Just as her fingers closed around the handle, there was a commotion behind her, the rustle of reeds and the snap of dry wood and voices. She heard Mary Graves shout, “This way. Over here.”

Tamsen almost cried out with relief. She was saved.

But in that second, Halloran changed. At least she thought he did; she saw his whole being twist, contort, as if it had been winched around some broken internal dial, tethered down to hell. Broken apart and changed into something else. He wasn’t himself; he wasn’t even a man. His eyes were full black, as blank and featureless as the bottom of a well. His face seemed to have narrowed. She smelled blood on his breath. It was as though an animal inside him had erupted at that very moment, breaking through his human shell.

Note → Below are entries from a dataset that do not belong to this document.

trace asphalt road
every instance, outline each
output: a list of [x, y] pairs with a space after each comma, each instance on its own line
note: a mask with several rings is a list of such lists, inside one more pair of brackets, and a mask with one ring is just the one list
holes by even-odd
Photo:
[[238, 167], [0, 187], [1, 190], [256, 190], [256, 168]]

He bared his teeth. Give me what I want or I’ll take it . . . I’m starving.

The face she looked into wasn’t human anymore.

And just as Mary hurtled into the clearing, just as he drew back, showing his teeth, and she knew, in a single instant of calm, that she would die, Tamsen drove the tip of the blade into his throat and yanked it sideways, feeling the resistance of the tendons and the windpipe, snapping them, her hand quickly drenched in a gush of warm blood.